Aharonov-Bohm interferences in polycrystalline graphene

TL;DR

This paper proposes defect scattering as a novel mechanism to induce Aharonov-Bohm interferences in polycrystalline graphene, enabling strong conductance oscillations in quantum Hall regimes through extended defect tunneling paths.

Contribution

It introduces defect scattering as an alternative to traditional methods for achieving AB interference in polycrystalline graphene and extends the approach to other 2D material systems.

Findings

Strong AB oscillations predicted in polycrystalline graphene with grain boundaries.

Defect scattering enables tunneling between edge channels, facilitating interference.

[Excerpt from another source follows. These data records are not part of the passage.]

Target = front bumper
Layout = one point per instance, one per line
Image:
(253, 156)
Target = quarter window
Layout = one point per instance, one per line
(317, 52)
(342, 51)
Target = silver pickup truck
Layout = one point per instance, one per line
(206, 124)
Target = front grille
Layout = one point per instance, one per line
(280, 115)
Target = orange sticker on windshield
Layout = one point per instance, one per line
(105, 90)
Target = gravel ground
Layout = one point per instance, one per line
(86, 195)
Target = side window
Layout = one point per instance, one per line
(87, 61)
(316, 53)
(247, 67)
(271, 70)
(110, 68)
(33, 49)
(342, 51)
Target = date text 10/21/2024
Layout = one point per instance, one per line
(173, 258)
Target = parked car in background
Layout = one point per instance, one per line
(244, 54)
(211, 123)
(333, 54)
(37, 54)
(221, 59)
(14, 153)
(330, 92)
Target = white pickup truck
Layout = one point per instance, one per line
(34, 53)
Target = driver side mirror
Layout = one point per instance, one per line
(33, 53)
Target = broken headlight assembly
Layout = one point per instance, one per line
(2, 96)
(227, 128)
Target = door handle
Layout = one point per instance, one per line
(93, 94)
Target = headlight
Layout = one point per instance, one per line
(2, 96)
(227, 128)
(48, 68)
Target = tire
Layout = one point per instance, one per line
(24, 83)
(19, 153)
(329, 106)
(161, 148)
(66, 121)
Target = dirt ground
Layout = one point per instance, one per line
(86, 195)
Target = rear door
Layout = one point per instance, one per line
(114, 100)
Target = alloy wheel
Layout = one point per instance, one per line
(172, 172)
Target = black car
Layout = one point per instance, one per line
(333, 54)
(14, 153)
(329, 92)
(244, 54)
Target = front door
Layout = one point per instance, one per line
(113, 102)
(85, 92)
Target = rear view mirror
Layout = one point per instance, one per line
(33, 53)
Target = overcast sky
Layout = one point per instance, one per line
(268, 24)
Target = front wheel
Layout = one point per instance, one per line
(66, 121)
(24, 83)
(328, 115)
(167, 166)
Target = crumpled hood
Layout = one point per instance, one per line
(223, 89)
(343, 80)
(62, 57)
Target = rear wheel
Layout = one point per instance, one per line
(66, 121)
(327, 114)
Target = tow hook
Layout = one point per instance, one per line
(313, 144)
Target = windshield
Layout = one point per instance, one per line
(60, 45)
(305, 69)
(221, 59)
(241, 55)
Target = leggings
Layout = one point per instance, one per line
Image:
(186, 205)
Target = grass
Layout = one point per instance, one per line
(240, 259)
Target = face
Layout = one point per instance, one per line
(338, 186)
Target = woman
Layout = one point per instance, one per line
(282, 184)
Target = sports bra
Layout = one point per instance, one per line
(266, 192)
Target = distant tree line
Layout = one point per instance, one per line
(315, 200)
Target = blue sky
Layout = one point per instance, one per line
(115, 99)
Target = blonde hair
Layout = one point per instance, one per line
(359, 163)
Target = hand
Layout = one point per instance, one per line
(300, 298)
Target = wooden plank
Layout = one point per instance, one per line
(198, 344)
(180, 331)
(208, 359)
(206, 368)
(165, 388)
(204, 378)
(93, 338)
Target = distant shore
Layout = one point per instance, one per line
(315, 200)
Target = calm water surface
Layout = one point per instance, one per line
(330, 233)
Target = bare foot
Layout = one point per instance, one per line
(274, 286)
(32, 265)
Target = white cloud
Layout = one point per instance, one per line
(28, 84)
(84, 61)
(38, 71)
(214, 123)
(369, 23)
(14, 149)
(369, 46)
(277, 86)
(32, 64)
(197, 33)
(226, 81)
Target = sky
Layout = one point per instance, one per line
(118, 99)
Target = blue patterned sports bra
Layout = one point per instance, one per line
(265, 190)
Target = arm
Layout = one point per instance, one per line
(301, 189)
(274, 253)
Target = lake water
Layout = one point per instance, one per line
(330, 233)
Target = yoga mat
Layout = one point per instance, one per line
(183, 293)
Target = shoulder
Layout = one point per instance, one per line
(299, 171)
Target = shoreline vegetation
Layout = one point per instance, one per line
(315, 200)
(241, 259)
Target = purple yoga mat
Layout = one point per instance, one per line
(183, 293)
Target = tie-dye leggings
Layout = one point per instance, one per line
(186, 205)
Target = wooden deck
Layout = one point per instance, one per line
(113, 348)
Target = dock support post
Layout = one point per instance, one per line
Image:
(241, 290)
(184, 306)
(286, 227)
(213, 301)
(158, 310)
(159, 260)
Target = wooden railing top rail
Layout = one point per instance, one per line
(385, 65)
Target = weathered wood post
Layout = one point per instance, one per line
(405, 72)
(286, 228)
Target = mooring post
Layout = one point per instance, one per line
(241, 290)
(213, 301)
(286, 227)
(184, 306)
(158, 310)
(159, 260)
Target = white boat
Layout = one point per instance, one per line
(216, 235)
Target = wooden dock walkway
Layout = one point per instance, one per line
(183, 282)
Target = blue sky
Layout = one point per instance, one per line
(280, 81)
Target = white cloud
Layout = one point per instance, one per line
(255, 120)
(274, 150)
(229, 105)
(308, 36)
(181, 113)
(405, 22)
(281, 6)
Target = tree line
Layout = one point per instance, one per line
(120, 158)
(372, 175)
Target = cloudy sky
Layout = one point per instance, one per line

Applicable to systems with graphene barriers and potentially other 2D materials.

Abstract

Aharonov-Bohm (AB) interferences in the quantum Hall regime can be achieved, provided that electrons are able to transmit between two edge channels in nanostructures. Pioneering approaches include quantum point contacts in 2DEG systems, bipolar graphene p-n junctions, and magnetic field heterostructures. In this work, defect scattering is proposed as an alternative mechanism to achieve AB interferences in polycrystalline graphene. Indeed, due to such scattering, the extended defects across the sample can act as tunneling paths connecting quantum Hall edge channels. Consequently, strong AB oscillations in the conductance are predicted in polycrystalline graphene systems with two parallel grain boundaries. In addition, this general approach is demonstrated to be applicable to nano-systems containing two graphene barriers with functional impurities and perspectively, can also be extended to similar systems of 2D materials beyond graphene.